The promise is that problems that were previously too big to even think about are now easy. If your solved problem is something people want, like showing what their friends are up to, your product will do well.
You do not have a moral or legal right to do absolutely anything you want.
There are some serious technical challenges to overcome when you think about actually implementing something like this.
Take something like "select stddev(column) from table" - there's no way to get an incremental update on that expression given the original data state and a point mutation to one of the entries for the column. Any change cascades globally, and is hard to recompute on the fly without scanning all the values again.
This issue is also present in queries using ordered results (as changes to a single value participating in the ordering would affect the global ordering of results for that query).
The issue that "Big Data" presents is really the need to run -global- data analysis on extremely large datasets, utilizing data parallelism to extract performance from a cluster of machines.
What you're suggesting (basically a functional reactive framework for querying volatile persistent data), would still involve a number of limitations over the SQL model: basically disallowing the usage of any truly global algorithm across large datasets. Tools like Hadoop get around these limitations by taking the focus away from the data model (which is what SQL excels in dealing with), and putting it on providing an expressive framework for describing distributable computations (which SQL is not so great at dealing with).
-Laxitive
Thats been done for years, materialized views, using triggers on INSERT/UPDATE/DELETE to update the views on the fly.
Streaming results as needed is done with cursors.
I know you think you're probably talking about something that 'materialized views and cursors don't do'. Fortunately, you're wrong and just don't understand how to use them.
It really bothers me how people who talk about problems with SQL really have no fucking clue what they are talking about or how to work with the data in the first place.
Persistent Volume manager for Kubernetes - https://github.com/dwimsey/openshift-pvmanager
Because their business is based entirely on how that data correlates.
99.999999999% of the rest of the world do other things as their primary business model. Small businesses aren't going to do this because it requires a staff that KNOWS how to work with this software and get the data out.
Walmart might care, but they aren't a small business.

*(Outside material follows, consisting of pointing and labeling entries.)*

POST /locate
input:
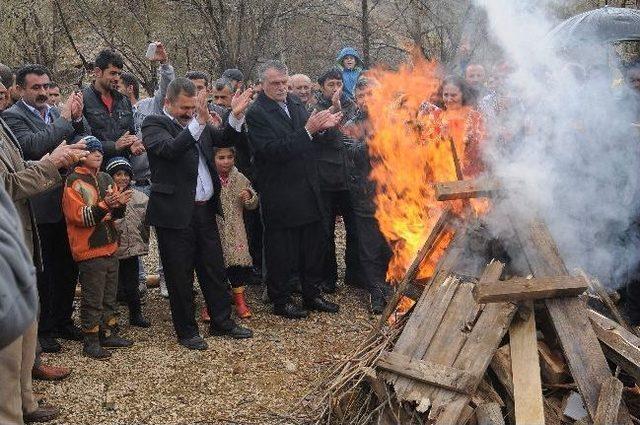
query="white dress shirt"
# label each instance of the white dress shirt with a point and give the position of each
(204, 183)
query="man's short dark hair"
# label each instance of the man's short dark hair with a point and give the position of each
(332, 74)
(198, 75)
(222, 83)
(6, 75)
(128, 79)
(179, 86)
(108, 57)
(271, 64)
(36, 69)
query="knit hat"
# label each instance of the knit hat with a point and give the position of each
(118, 163)
(233, 74)
(93, 144)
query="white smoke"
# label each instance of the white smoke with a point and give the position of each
(575, 162)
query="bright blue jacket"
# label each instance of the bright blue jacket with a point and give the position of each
(350, 76)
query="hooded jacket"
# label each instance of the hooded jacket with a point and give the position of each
(350, 76)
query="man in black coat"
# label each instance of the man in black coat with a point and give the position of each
(108, 111)
(39, 129)
(283, 138)
(185, 198)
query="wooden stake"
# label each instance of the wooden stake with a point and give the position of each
(519, 289)
(527, 385)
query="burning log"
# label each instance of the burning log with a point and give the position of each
(519, 289)
(466, 189)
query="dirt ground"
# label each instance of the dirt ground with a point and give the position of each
(256, 381)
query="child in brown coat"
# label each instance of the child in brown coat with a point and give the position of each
(236, 195)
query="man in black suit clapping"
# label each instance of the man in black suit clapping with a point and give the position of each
(185, 197)
(284, 137)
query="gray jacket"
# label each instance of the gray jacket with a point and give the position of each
(144, 108)
(36, 139)
(18, 290)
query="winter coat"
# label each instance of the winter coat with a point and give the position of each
(132, 230)
(232, 232)
(91, 233)
(350, 76)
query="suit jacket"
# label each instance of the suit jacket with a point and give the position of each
(23, 181)
(285, 162)
(36, 138)
(173, 158)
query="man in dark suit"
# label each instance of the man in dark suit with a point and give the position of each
(39, 129)
(185, 197)
(283, 138)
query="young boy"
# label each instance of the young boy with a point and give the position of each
(90, 203)
(133, 239)
(351, 66)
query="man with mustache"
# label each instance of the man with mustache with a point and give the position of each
(185, 197)
(284, 138)
(108, 111)
(39, 129)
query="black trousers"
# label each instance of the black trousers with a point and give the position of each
(373, 252)
(337, 203)
(299, 250)
(253, 227)
(128, 281)
(195, 248)
(57, 282)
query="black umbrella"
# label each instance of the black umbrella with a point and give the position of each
(604, 25)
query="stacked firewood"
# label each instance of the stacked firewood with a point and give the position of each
(501, 344)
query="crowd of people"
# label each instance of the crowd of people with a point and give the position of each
(242, 183)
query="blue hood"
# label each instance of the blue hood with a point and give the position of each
(349, 51)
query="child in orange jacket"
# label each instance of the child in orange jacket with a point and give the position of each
(90, 203)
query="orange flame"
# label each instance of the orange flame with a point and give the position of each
(409, 154)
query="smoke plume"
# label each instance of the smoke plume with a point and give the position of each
(561, 139)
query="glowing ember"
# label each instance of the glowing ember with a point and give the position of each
(410, 153)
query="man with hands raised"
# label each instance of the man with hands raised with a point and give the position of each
(284, 138)
(39, 130)
(185, 197)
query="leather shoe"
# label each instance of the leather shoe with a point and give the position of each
(290, 311)
(194, 343)
(49, 373)
(49, 344)
(70, 332)
(320, 304)
(43, 413)
(236, 332)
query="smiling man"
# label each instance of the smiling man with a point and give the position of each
(284, 138)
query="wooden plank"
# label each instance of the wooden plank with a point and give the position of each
(489, 414)
(579, 343)
(525, 366)
(552, 367)
(443, 220)
(608, 402)
(465, 189)
(519, 289)
(427, 372)
(621, 346)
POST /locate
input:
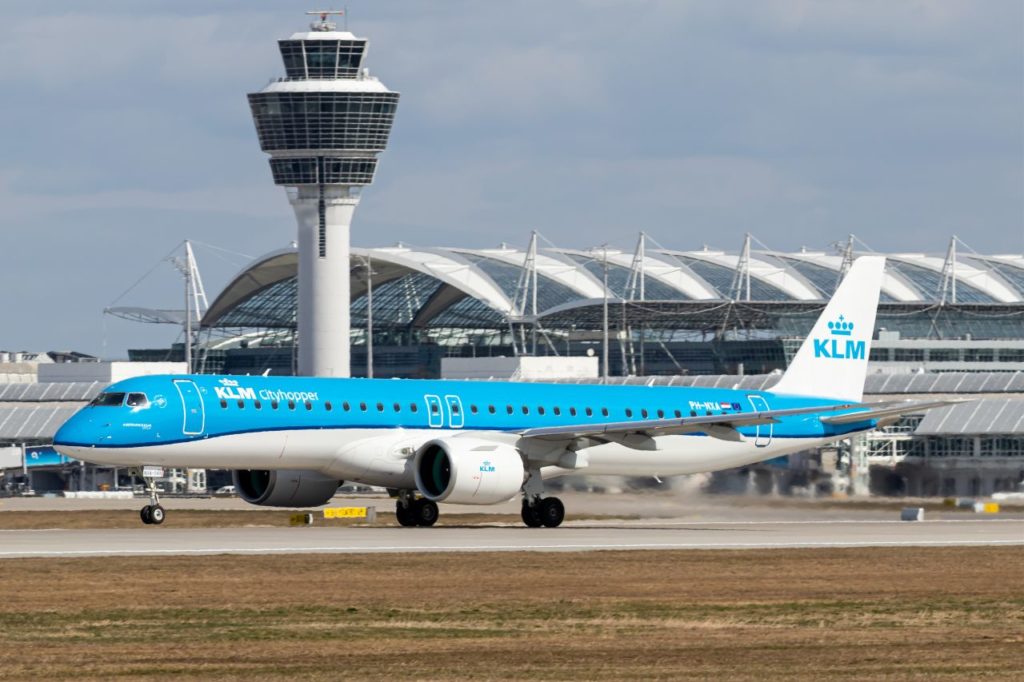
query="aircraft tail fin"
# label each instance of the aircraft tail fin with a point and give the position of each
(833, 360)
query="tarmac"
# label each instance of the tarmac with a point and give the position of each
(572, 537)
(640, 521)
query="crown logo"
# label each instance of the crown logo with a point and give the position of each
(841, 327)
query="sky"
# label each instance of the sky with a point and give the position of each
(125, 129)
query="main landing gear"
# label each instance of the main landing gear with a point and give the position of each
(538, 510)
(415, 511)
(153, 513)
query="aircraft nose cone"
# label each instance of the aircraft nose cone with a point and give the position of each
(72, 432)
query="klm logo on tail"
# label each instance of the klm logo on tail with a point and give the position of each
(836, 346)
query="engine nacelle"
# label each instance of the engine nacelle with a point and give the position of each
(468, 471)
(290, 487)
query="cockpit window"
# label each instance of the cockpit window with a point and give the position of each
(108, 400)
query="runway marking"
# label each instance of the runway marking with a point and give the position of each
(503, 548)
(590, 524)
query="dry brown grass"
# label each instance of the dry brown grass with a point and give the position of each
(861, 613)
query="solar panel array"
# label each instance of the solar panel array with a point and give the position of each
(877, 384)
(51, 392)
(32, 423)
(977, 417)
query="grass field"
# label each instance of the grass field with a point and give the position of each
(856, 614)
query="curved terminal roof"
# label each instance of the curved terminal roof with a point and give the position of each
(485, 288)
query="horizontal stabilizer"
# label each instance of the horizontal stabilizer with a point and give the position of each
(886, 411)
(717, 426)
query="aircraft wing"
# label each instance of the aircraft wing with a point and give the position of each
(720, 426)
(886, 411)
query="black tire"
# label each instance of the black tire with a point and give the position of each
(426, 512)
(531, 515)
(404, 514)
(552, 512)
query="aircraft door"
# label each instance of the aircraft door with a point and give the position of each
(763, 432)
(456, 418)
(193, 407)
(435, 415)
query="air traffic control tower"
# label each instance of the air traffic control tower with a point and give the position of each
(324, 125)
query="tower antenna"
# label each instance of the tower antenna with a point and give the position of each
(325, 25)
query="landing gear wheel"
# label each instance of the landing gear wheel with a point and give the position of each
(552, 512)
(426, 512)
(404, 513)
(531, 514)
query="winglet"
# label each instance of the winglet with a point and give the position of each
(833, 360)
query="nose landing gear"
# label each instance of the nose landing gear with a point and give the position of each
(153, 513)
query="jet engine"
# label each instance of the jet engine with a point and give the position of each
(468, 471)
(290, 487)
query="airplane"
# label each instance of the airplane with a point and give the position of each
(291, 441)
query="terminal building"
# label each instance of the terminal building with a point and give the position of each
(666, 311)
(948, 326)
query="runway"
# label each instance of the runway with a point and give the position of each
(579, 537)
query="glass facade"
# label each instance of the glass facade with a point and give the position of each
(322, 58)
(721, 279)
(323, 170)
(930, 284)
(549, 292)
(359, 121)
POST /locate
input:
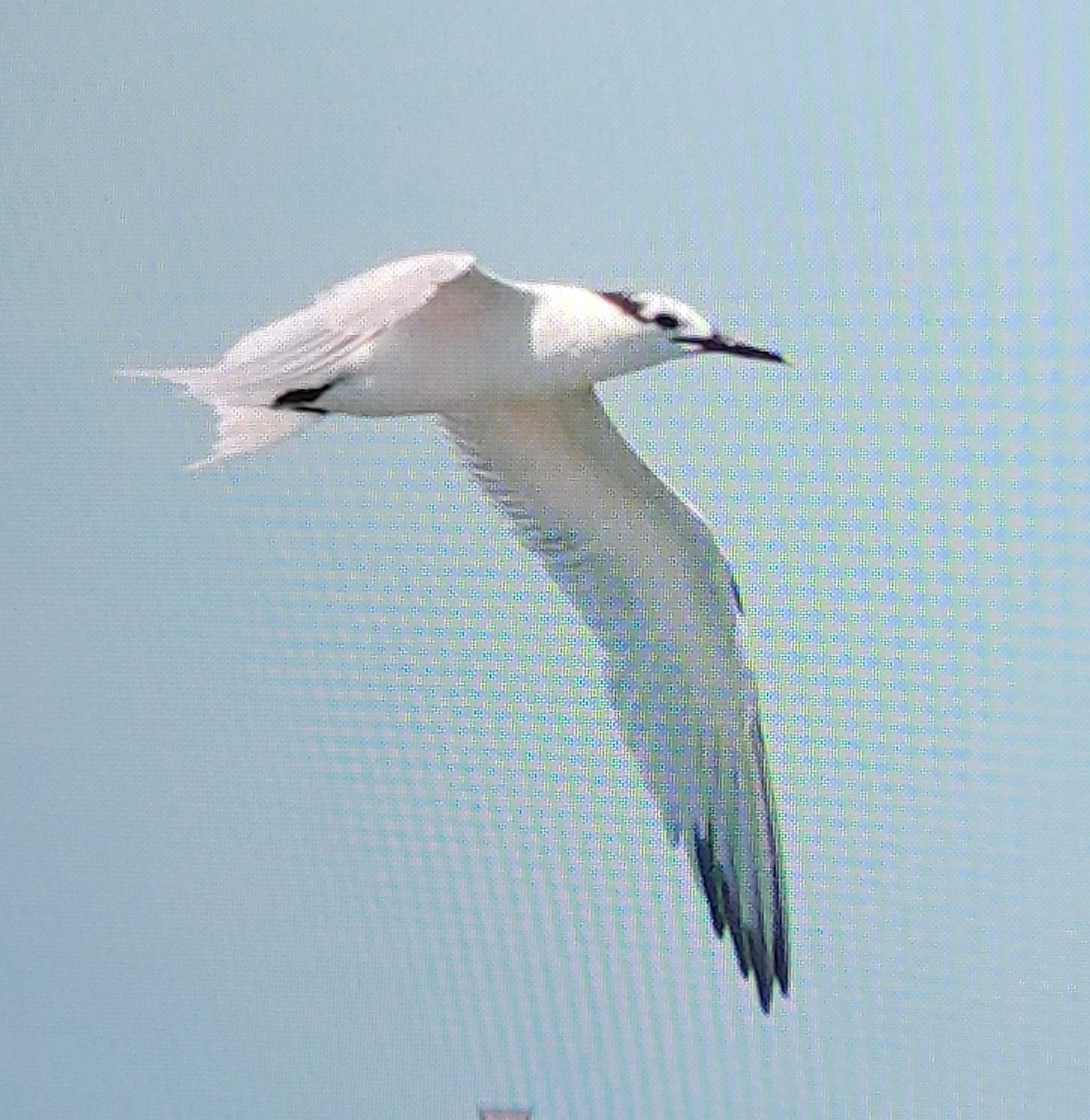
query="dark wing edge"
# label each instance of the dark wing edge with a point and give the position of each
(734, 844)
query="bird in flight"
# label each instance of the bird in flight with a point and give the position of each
(509, 370)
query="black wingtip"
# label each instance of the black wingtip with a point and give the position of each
(749, 947)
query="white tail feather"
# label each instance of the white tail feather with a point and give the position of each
(247, 428)
(241, 428)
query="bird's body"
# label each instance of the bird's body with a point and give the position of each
(509, 370)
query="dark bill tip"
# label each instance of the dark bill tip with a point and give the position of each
(720, 345)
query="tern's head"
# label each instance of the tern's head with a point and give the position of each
(674, 329)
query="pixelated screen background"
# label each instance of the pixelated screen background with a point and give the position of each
(311, 798)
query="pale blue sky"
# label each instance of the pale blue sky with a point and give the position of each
(311, 804)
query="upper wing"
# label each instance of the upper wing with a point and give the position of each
(650, 581)
(257, 386)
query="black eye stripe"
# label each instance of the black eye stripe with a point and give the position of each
(624, 301)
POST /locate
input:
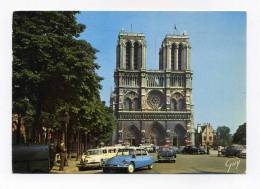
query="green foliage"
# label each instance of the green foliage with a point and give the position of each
(240, 135)
(223, 136)
(55, 72)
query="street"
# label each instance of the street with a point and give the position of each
(185, 164)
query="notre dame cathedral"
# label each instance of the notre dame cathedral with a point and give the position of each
(153, 106)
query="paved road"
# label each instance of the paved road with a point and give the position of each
(184, 164)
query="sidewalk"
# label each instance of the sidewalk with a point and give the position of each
(71, 168)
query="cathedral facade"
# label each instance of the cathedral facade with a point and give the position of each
(153, 106)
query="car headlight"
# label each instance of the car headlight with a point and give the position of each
(125, 162)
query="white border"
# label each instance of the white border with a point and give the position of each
(251, 179)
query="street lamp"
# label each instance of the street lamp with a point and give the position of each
(66, 121)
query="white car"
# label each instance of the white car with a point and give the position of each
(96, 157)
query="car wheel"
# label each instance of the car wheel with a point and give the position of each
(131, 168)
(81, 169)
(150, 166)
(105, 170)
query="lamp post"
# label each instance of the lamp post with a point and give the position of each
(66, 121)
(143, 136)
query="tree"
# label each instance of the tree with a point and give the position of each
(240, 135)
(223, 136)
(54, 72)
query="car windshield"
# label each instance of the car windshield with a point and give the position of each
(94, 152)
(125, 152)
(165, 149)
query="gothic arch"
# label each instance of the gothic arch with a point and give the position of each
(131, 95)
(132, 135)
(173, 104)
(136, 104)
(155, 99)
(173, 48)
(181, 104)
(180, 56)
(128, 55)
(180, 132)
(157, 134)
(127, 104)
(137, 55)
(177, 102)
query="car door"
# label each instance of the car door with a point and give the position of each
(138, 159)
(146, 158)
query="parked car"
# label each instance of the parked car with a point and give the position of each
(129, 159)
(180, 149)
(166, 154)
(149, 147)
(31, 158)
(190, 150)
(234, 150)
(202, 150)
(94, 158)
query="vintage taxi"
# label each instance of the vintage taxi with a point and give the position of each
(128, 159)
(94, 158)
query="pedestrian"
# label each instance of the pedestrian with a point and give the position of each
(207, 149)
(62, 150)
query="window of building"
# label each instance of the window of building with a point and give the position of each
(181, 105)
(172, 56)
(180, 51)
(128, 104)
(128, 55)
(136, 104)
(173, 104)
(136, 55)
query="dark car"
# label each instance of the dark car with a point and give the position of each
(190, 150)
(234, 150)
(180, 149)
(202, 150)
(166, 154)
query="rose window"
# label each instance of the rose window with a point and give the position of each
(154, 100)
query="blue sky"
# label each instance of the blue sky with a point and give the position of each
(218, 59)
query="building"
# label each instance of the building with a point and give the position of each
(206, 134)
(153, 106)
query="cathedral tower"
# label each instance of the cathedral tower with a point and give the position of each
(153, 106)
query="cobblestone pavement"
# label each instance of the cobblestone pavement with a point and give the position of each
(185, 164)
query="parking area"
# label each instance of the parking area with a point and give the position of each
(185, 164)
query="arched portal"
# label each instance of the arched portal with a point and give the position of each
(157, 134)
(132, 135)
(180, 133)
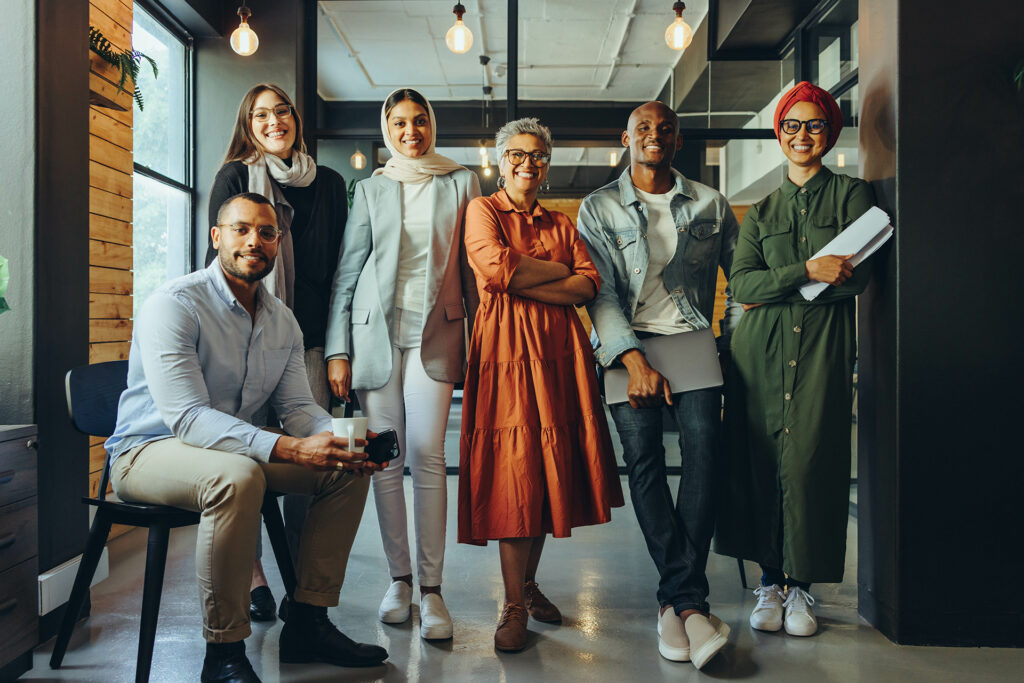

The local auto mechanic, or plumber, or even small companies like lawn services or maid services simply aren't big enough to justify having a staff of nerds to make the data useful to them, and they really don't have enough data to matter. It simply is too expensive on the small scale.
Companies that can REALLY benefit from the ability to comb vast quantities of data have been doing it for well over a hundred years. Insurance companies are a prime example. You know what? They aren't small in general, so they have the staff to do the data correlation and find out useful information because it works on that scale.
Anyone who cares about churning through massive amounts of data already has ways to do it. Computing will make it faster, but its not going to change the business model.
I'm kind puzzled why virtualization has anything to do with this, unless someone is implying that a smart thing to do is setup a VM server, and then run a bunch of VMs on it to get a 'cluster' to run distributed apps on ... if thats the point being made then I think someone needs to turn in their life card (they clearly never had a geek card).
So now that I've written all that, I went and read the article.
Now I realize that article is written by someone who has absolutely no idea what they are talking about and simply read a wikipedia page or two and threw in a bunch of names and buzzwords.
Hadoop doesn't help the IT department do anything with the data at all.
Its the teams of analyists and developers that write the code to make Hadoop (which is only mentioned because of its OSS nature here) and a bunch of other technologies and code all work together and produce useful output.
This article is basically written like the invention of the hammer made it so everyone would want to build their own homes because they could. Thats a stupid assumption and statement.
Slashdot should be fucking ashamed that this is posted anywhere, let alone front page.